Immunoglobulin (Ig) replacement therapy has been the mainstay of primary immunodeficiencies (PID) treatment for more than 30 years and has substantially changed the lives of patients. This review focuses on aspects of Ig use in clinical practice in addition to discussing prioritizing future Ig use. Despite Ig therapy, PID patients continue to be predisposed to recurrent, subclinical respiratory tract infections, which may lead to chronic lung disease. Research has shown that one of the underlying reasons for this deterioration in lung function is the differential distribution and concentration of Ig isotypes in the airway lumen. Further to this, the relationship between Ig dose and infection outcome is explored, expanding on end-of-cycle loss of efficacy (wear-off) particularly with intravenous immunoglobulin (IVIg), how this can confound the determination of optimal IgG dose and how our aim of treatment should be to improve clinical outcome.
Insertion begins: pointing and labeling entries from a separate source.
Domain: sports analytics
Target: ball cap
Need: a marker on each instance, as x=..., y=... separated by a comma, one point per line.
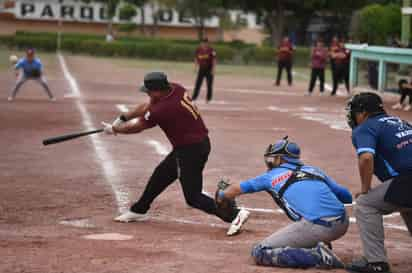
x=30, y=51
x=155, y=81
x=289, y=151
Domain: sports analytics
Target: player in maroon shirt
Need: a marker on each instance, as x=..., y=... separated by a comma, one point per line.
x=171, y=109
x=319, y=58
x=205, y=62
x=285, y=56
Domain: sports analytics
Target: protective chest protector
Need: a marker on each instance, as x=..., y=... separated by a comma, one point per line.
x=298, y=175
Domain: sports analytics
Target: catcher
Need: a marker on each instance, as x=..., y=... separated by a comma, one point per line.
x=32, y=70
x=309, y=198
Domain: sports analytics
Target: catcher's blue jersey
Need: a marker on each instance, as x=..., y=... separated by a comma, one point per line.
x=389, y=139
x=310, y=199
x=28, y=67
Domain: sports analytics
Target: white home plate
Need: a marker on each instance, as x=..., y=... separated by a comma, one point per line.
x=108, y=237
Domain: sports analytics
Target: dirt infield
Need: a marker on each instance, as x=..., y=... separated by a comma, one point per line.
x=52, y=197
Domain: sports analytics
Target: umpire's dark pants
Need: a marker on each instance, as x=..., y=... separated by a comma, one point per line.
x=286, y=64
x=317, y=73
x=204, y=72
x=187, y=164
This review goes on to discuss the safety of Ig replacement therapy, which is generally well tolerated by most patients, compares the rates of systemic adverse reactions between IVIg and SCIg and highlights the advantages of SCIg administration in this respect, including the use of pre-infused subcutaneous recombinant human hyaluronidase to aid subcutaneous infusion volumes. The growing demand for Ig replacement therapy is challenging physicians; here we show the development of prioritization algorithms to assist in identifying those who will benefit most from this clinically valuable therapy.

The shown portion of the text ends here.